I know I heard Parmegiani a few years back, probably on your recommendation at PE. You went pretty balls out on the Acousmatic stuff for years now right? I can't remember what I heard but I'll check more out now. Problem is that I can't stop listening to Sibelius and Schoenberg right now. Can you blame me? Two of the best ever right there and still a lot to explore there. I've eased off on Cardiacs for the past few weeks, but I was going full bore there for months on that stuff. Incredible. 

Sorry to hijack the thread. Good to have you here bro! We gotta get Kermanator here and maybe Mike Johnson. Lots of Shostakovich and Schuman talk here.


----------



## Swiss Cheese

Chalkpie & N. Dog. I'm here now. 

Parmegiani's death was a blow, to be sure. Thankfully, there are younger composers currently working wonders in the Acousmatic and Electro-acoustic fields: Beatriz Ferreyra, Christian Zanési, Denis Dufour, Daniel Menche, Robert Normandeau, Christine Groult, and a host of others, carry on in the tradition of Parmegiani and his cohorts, but with an updated approach. It's an exciting time, to my ears, at least.

Thanks to Vesuvius for this thread.........


----------



## chalkpie

Swiss f****** cheese - you made it! Glad to have you brother! 

Never heard of any of those cats you just listed (I barely even know Parmigiano Reggiano) but will investigate some of these names once I stop listening to the new Yes and Tito Jackson. Don't be shy man - rip a new one into this place.


----------



## Neuroticdog

Beatriz Ferreyra-Second generation after my holy trinity of Parm, Ferreri and Bayle. Doesnt have a whole lot of stuff out there but she seems to be currently active. I can whole-heartedly recommend the last thing she did for the INA-Grm label which has no title, just her name. It's pretty tremendous. Likewise, she did one for the Motus label before that called "La Riviere des Oiseaux" which is great too! This is a great recommendation Rabbi Swiss.

I've heard a grand total of 1 piece by C Zanesi called (strangely enough) "Grand Bruit". It's been so long that I've heard it that I have no comment at this point...but will...I promise!

Denis Dufour is a favorite of mine and Cheeze whiz who turned me on to him. He founded the Motus label and has many great releases. I can recommend the following:

Dix Portraits
Chrysalide
Messe a l'usages des vieillards
Notre besoin de consolation est impossible a rassasier

A great entry would be Dix Portraits...it's pretty alien!

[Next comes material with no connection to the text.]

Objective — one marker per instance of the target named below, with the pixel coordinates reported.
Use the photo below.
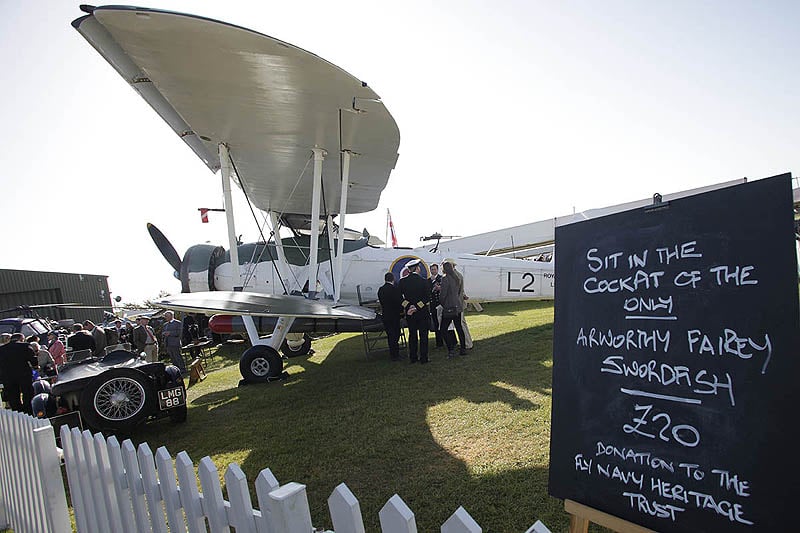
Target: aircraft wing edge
(102, 41)
(258, 304)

Menche and Groult I have not heard but Robert Normandeau is a bloody master at this stuff. Anything he has put out on the Empreintes Digitalis label is recommended by me with table pounding intensity.

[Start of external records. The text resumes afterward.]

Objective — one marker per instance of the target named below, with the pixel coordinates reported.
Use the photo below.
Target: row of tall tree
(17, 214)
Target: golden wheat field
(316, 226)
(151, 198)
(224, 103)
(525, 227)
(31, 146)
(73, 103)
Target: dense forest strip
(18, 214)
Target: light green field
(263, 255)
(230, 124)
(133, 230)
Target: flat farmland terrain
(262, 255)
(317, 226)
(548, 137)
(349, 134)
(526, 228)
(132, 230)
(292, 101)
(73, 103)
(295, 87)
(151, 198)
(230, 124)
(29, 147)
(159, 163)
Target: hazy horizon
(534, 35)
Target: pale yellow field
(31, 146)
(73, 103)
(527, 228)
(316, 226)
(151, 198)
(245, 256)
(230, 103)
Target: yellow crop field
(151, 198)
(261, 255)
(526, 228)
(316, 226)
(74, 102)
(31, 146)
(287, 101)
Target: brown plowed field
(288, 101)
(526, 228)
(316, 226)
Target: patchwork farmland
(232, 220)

And while we are talking about the Canadians (I believe Normadeau hails from Montreal), ex pat Francis Dhomont is the patron saint of all those guys up there. Again, any of his numerous albums on ED are essential and, now that i'm thinking about it...I hereby elevate Francis Dhomont into the pantheon of acousmatic deities...the holy trinity is now a quartet!

best
Michael


----------



## Neuroticdog

...btw, and if this belongs in a different thread, my apologies...but I just orderd Xenakis "Kraanerg", Scelsi's "Orchestral works #2" and Subotnick's "Electronic Works vol. 2", all on 5.1 dvd from Mode!!!

I forsee scary times in the man cave...indeed!

best
Michael

p.s. Chalkywhite...what can you tell me about Kraanerg...I know you mentioned it in the other joint.


----------



## Neuroticdog

I just ran over to the Xenakis thread and posted my very serious and academic thoughts there...feel free to rip me a new one!

best
Michael


----------